LL: I am a planner. I even plan a day of relaxing, but that’s not for now. I plan everything in my life and writing is no different. Having written a few stories now, I think I’ve refined what my process is *mops brow dramatically*. Once I’ve got an idea, I hand write character biographies on a few bits of paper. I then plan the story on post it notes stuck onto more paper. The post it notes can be anything from ‘They have a dirty weekend in Margate’ to notes on what the characters will say. I write with the post it plan to one side of my laptop and the character biographies to the other. I add new things I make up/find out about the characters as I go along. I try to write a first draft as quickly as possible and can do 2000 words an hour if I’ve planned, have no Internet and am enthusiastic. I like to write a first draft without leaving more than a couple of days between adding words to the story. I write right through to the end, leave it a month or so, then revise, before sending to my lovely beta readers, more revisions, then it’s submitted.

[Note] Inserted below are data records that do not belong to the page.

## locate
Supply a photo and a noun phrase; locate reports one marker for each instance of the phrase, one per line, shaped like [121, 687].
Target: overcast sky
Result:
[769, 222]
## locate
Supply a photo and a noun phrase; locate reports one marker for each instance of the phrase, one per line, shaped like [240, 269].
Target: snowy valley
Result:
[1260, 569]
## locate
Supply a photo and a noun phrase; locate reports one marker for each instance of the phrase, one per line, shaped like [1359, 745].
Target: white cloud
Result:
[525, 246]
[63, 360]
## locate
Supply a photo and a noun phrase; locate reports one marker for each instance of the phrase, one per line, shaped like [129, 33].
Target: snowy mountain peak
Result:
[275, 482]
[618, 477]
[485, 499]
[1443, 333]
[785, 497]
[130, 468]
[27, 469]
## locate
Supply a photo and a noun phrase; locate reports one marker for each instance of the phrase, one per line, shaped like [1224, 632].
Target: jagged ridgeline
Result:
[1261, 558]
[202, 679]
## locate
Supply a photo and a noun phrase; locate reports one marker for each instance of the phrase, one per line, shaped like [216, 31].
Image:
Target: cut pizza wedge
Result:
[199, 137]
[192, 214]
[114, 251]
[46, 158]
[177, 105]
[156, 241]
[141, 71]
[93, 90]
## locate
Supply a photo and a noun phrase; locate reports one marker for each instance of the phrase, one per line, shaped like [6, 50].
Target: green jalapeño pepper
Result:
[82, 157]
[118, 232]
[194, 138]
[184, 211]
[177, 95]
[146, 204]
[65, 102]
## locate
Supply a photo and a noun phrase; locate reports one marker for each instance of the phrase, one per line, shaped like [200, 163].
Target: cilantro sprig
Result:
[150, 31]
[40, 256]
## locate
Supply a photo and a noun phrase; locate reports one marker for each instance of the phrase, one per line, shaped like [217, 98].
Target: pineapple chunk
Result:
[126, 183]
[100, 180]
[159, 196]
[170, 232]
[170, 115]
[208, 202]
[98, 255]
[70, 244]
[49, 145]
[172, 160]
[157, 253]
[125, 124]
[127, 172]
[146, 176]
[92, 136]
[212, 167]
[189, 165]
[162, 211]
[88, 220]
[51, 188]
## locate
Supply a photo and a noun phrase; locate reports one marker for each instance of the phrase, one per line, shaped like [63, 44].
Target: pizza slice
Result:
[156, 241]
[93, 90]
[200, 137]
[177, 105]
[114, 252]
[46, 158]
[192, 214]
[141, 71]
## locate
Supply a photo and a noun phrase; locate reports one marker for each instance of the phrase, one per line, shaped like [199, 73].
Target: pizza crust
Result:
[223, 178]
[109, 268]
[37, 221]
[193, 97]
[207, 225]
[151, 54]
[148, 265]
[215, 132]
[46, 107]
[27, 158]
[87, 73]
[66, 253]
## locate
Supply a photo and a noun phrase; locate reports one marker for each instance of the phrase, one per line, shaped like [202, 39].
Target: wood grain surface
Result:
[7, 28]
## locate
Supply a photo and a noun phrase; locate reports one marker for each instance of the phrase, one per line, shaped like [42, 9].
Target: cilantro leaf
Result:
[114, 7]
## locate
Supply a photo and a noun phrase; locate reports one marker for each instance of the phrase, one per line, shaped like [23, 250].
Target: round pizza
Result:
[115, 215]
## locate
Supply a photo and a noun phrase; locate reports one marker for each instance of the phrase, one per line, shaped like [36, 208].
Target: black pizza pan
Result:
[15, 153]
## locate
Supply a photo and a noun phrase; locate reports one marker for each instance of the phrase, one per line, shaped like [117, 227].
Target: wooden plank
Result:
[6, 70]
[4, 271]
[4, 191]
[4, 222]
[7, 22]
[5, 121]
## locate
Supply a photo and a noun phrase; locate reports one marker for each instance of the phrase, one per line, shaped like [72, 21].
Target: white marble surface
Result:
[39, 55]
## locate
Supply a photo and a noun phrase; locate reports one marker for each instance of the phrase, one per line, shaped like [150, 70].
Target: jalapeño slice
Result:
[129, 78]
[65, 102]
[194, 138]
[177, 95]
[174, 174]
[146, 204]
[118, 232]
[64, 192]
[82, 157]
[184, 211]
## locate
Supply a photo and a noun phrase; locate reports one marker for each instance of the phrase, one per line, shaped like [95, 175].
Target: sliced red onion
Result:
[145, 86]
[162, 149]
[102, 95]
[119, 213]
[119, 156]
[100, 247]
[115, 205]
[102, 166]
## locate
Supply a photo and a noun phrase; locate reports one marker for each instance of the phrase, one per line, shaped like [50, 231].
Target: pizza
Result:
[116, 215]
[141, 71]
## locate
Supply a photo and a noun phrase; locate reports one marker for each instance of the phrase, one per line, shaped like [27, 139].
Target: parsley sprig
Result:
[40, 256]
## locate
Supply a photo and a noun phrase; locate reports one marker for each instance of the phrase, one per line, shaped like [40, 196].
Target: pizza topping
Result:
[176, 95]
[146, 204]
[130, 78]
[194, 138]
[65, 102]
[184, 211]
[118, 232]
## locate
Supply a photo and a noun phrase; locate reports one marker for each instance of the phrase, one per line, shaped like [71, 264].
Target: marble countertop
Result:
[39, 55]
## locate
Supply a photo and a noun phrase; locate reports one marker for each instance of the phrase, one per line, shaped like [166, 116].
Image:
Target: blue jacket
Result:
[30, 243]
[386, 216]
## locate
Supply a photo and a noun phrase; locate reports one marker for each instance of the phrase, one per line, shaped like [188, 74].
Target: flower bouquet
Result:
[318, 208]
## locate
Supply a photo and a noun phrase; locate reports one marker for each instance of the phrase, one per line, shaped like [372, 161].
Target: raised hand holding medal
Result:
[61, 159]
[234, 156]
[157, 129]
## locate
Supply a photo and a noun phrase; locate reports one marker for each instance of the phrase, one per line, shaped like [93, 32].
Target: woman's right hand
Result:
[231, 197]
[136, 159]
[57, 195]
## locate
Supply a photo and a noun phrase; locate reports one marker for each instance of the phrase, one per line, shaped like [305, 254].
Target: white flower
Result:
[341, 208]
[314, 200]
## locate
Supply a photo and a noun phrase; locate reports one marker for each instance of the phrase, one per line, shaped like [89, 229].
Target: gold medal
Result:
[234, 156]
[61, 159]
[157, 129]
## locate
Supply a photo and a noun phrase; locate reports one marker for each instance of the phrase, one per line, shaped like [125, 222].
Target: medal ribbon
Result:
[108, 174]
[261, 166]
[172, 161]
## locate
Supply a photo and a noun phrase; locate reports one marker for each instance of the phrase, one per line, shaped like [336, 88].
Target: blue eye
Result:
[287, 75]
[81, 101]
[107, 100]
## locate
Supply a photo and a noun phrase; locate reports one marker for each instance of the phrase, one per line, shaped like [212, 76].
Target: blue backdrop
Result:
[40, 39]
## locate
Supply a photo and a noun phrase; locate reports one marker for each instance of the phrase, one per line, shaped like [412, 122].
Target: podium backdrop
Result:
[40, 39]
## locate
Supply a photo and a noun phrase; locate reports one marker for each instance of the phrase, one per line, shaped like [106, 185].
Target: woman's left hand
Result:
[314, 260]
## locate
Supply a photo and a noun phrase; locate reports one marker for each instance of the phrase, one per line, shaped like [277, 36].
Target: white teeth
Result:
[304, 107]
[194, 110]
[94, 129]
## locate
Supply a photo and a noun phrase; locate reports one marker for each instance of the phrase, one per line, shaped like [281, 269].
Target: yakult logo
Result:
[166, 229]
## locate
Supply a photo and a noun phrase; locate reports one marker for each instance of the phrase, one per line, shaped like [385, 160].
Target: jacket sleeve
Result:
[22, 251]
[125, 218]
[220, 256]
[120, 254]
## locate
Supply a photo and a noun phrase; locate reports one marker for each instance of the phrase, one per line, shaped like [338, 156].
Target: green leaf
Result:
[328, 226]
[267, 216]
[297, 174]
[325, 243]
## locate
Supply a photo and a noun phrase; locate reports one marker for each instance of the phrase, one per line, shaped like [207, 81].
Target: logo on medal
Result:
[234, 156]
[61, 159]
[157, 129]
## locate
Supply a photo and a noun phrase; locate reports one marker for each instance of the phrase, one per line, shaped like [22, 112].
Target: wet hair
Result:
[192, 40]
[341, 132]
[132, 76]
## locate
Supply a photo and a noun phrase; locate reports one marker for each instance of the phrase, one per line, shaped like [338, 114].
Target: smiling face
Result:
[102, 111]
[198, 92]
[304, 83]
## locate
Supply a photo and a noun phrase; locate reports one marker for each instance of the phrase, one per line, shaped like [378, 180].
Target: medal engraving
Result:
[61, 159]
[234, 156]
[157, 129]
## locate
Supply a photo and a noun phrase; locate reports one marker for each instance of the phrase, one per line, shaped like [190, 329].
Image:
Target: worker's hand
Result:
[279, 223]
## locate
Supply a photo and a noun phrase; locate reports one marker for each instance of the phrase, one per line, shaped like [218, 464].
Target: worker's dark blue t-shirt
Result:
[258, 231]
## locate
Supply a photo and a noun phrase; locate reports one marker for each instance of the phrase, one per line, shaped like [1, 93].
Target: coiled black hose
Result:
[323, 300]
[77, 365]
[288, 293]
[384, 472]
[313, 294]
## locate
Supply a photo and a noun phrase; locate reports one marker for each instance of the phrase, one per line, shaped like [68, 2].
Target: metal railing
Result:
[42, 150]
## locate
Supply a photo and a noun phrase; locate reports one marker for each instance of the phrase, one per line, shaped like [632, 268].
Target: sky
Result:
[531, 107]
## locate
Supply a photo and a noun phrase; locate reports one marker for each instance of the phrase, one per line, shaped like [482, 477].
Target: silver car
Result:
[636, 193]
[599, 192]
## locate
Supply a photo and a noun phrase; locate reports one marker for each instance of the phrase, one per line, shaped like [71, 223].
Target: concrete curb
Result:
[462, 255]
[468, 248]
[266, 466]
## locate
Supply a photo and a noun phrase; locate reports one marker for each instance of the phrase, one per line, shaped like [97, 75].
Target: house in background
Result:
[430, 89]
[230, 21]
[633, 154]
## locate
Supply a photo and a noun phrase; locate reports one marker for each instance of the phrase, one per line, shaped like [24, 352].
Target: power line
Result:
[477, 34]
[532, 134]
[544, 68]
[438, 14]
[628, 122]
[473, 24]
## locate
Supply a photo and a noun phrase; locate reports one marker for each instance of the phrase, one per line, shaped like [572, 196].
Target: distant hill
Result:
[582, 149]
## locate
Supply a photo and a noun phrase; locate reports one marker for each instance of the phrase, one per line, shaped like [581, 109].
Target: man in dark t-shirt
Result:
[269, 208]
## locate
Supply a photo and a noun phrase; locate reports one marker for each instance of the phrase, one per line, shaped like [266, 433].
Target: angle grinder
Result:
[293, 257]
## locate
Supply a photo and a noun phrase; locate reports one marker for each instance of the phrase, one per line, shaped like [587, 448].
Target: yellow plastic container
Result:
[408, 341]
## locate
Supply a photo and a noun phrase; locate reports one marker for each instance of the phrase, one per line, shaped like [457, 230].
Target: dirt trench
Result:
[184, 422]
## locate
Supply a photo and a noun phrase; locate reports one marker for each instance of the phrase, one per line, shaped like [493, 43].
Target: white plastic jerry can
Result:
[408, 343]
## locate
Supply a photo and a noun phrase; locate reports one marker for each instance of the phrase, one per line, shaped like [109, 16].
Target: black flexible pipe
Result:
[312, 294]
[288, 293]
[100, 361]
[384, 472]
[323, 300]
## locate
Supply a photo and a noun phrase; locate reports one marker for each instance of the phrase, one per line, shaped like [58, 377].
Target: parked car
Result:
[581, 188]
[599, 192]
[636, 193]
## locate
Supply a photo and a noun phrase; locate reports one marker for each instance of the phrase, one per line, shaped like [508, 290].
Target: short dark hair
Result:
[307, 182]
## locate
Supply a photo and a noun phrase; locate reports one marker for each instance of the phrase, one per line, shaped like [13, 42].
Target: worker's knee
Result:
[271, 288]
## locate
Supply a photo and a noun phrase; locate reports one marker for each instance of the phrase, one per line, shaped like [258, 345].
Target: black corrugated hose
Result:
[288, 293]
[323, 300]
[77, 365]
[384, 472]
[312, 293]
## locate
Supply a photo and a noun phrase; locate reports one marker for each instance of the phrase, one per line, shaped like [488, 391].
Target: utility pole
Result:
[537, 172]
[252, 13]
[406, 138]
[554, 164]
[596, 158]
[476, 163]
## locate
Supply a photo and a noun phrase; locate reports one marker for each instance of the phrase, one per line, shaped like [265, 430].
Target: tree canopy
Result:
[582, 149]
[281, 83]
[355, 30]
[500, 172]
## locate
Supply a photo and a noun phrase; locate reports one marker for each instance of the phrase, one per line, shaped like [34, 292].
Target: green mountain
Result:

m: How do you relax when you are not writing? Is it like John in Frangipani who takes to the oven?
LL: I enjoy reading, watching rom com films and TV series (I’m working through Gilmore Girls box set for the first time). I love cars, and go to a variety of classic car shows around the country. I like to drive in my show-pony car, my Mazda MX 5 through the country lanes near where we live. I like to keep up with friends and family – hosting dinners and lunches at the weekend or visiting them around the country. At the moment we’re taking bookings from October – weekends fill up quickly!